I was born and raised in Colombia until 2004 when my family moved to Miami in an effort, by my parents, to expand my horizons.
I’ve been blessed with the opportunity to acquire an encompassing education at the University of Miami and have been determined to take advantage of all of the resources it provides. As a result of that goal and the exposure towards the financial industry from the School of Business Administration and my selfless mentors, I began growing an interest for Investment banking.
Since last summer, I have devoted my time to learn more about the field and tried positioning myself for a role in that area, therefore when presented with the chance to broaden my understanding of a global career in finance, I did not hesitate to apply.
In a retrospective analysis of my experience in the London Career Crawl, an immersive trip abroad presented through the Toppel Career Center, I have nothing but positive conclusions. It was a tremendous learning experience. Not only were we lucky enough to visit incredible businesses in London, but the individuals who spoke to us left very lasting impressions. Naming them and their titles, does not do justice to the amount of knowledge that they possessed as experts in their respective fields, but to put into perspective, we sat down with people like, Robert Rooney, Morgan Stanley’s EMEA CEO; Edward Wertheim, Corsair Capital’s Vice President (Private Equity firm); and more people in exec suites.
These interactions were incredibly valuable because of the genuine interest of these individuals to share their experiences and answer our questions. Luckily for me, although there was substance for students from every major to draw from, as a finance major, I acquired critical perspectives to guide my career in the right direction that also confirmed my inclination towards IB.
In general though, every single speaker was very impressive and provided influential messages.
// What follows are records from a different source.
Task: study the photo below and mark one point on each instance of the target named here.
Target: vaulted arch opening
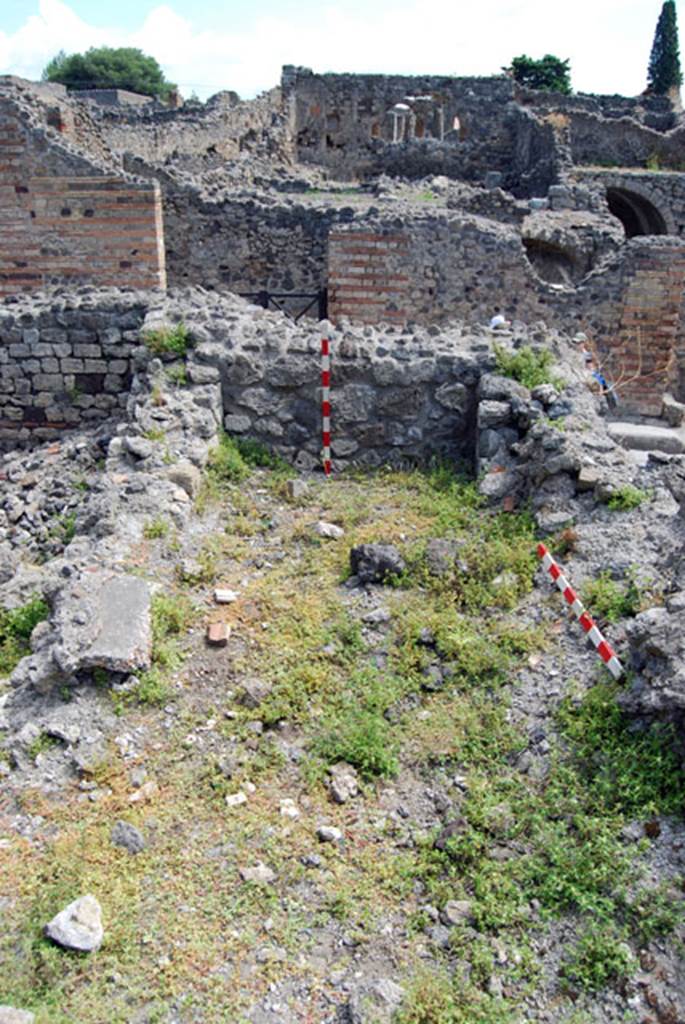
(636, 213)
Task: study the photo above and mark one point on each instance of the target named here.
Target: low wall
(63, 364)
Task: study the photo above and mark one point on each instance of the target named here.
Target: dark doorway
(636, 213)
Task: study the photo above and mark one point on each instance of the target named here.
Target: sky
(208, 45)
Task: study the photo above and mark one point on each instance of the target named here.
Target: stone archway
(636, 212)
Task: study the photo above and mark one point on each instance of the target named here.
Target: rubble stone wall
(72, 222)
(245, 245)
(65, 363)
(662, 190)
(434, 269)
(199, 136)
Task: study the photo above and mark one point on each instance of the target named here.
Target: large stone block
(102, 621)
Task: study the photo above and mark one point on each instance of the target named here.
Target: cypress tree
(664, 73)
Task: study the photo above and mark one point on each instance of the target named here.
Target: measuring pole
(326, 403)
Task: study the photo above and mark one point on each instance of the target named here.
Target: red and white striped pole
(604, 649)
(326, 402)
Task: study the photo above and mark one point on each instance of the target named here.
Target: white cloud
(607, 43)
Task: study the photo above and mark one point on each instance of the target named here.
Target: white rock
(329, 834)
(329, 530)
(8, 1015)
(260, 872)
(236, 799)
(79, 926)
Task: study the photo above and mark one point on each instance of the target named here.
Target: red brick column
(368, 279)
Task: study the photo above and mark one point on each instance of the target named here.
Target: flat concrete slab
(103, 622)
(645, 437)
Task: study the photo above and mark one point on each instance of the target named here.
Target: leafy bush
(549, 74)
(168, 340)
(635, 772)
(108, 68)
(610, 600)
(526, 366)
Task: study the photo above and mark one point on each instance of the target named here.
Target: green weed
(601, 956)
(526, 366)
(15, 629)
(168, 340)
(612, 601)
(156, 528)
(177, 375)
(634, 771)
(627, 498)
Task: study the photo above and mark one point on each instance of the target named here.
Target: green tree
(550, 74)
(664, 72)
(109, 69)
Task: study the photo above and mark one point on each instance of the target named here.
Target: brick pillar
(641, 356)
(368, 279)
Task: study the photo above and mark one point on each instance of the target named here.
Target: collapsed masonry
(407, 199)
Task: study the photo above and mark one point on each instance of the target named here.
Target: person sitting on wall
(599, 380)
(499, 321)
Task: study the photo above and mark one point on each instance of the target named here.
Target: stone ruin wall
(65, 363)
(66, 219)
(243, 244)
(343, 122)
(436, 269)
(198, 137)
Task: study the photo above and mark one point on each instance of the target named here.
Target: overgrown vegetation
(527, 366)
(422, 699)
(609, 600)
(109, 68)
(174, 340)
(549, 74)
(15, 629)
(627, 498)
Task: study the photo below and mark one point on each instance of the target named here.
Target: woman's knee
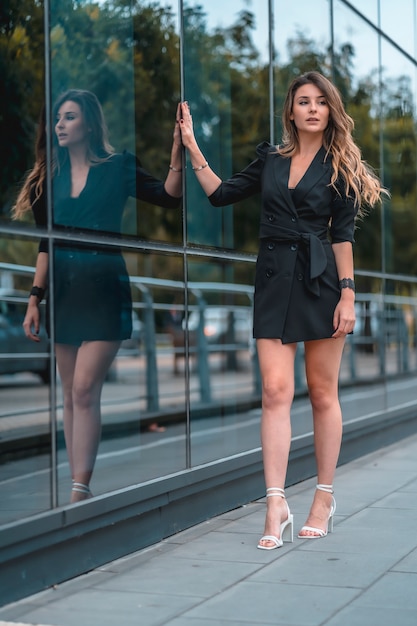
(276, 393)
(323, 396)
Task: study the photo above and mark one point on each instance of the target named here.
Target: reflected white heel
(286, 527)
(82, 488)
(319, 532)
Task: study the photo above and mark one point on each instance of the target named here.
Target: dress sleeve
(344, 212)
(244, 184)
(143, 186)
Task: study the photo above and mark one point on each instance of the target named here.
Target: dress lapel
(315, 171)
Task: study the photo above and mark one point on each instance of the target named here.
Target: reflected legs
(83, 371)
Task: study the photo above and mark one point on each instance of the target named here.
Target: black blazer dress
(296, 284)
(92, 299)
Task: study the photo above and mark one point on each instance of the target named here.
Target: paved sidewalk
(364, 574)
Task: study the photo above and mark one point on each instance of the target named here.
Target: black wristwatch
(39, 292)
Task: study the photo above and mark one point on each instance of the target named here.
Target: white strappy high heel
(82, 488)
(286, 528)
(319, 532)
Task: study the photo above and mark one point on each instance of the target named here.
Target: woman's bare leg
(277, 371)
(82, 403)
(323, 358)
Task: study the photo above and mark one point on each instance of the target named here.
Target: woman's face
(310, 111)
(70, 127)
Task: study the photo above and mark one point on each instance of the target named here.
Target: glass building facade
(180, 408)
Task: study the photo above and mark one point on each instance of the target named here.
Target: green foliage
(128, 53)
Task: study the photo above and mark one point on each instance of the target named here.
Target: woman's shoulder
(265, 148)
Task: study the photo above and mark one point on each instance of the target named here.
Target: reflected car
(19, 354)
(375, 324)
(222, 324)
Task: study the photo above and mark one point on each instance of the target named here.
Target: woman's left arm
(344, 314)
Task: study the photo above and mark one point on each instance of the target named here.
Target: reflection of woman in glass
(92, 301)
(312, 187)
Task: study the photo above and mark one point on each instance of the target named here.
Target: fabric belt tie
(316, 252)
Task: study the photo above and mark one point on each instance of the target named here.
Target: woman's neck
(309, 144)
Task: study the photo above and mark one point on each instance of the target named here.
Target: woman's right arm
(206, 177)
(31, 323)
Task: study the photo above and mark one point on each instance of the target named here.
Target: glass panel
(369, 8)
(224, 382)
(399, 114)
(143, 399)
(226, 85)
(301, 37)
(399, 23)
(22, 71)
(25, 429)
(113, 56)
(358, 81)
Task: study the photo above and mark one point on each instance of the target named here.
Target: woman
(92, 301)
(313, 186)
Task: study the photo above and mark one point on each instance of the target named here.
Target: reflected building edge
(190, 366)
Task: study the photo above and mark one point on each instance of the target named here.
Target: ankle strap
(80, 487)
(275, 491)
(327, 488)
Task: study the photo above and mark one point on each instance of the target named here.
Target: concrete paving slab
(364, 573)
(278, 604)
(180, 576)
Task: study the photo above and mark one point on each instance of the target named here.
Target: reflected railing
(384, 343)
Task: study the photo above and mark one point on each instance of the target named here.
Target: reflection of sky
(301, 16)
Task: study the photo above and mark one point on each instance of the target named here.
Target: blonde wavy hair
(99, 148)
(360, 180)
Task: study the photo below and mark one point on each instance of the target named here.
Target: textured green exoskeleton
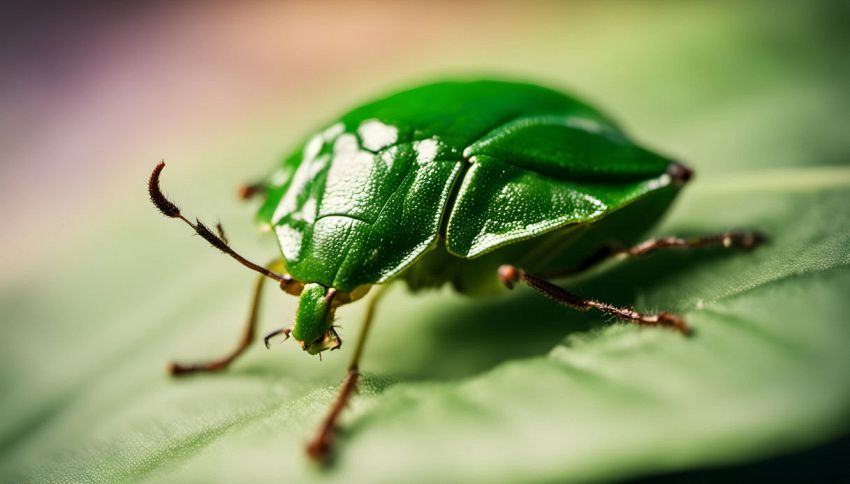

Besides the strictly educational aspect, we were also emerged in London’s culture. Even in a super eventful week, filled with numerous company visits, we managed to attend a couple of receptions and do some sightseeing. At the receptions, we had the opportunity to speak with locals who had been successful in building a new home in a very diverse place like London. The overall feedback was that it is a fairly welcoming city with lots of history and countless things to do. Finally, after having visited the Royal Academy of Arts and the English National Opera throughout the week, we got on the London Eye to appreciate the city we had explored, from above.
The timing of the trip added an interesting factor, since we got the opportunity to see the city before the reality of Article 50. In many conversations with employers, as well as in receptions, I addressed the elephant in the room, Brexit. Everyone agreed that no one really knows what is going to happen. Rooney, with Morgan Stanley, said people will need to “adapt to the changes.” I agree that it is still too early to predict the implications of the separation, but I would love to go back in a few years and draw my own conclusions.
I recommend this experience to anyone, since whether we like it or not, we live in an interconnected world and this trip gives you a real taste of it.
A huge thank you to Colin Potter, Hilary Kautter Allsopp, and all the other individuals who put time and effort into this impactful experience.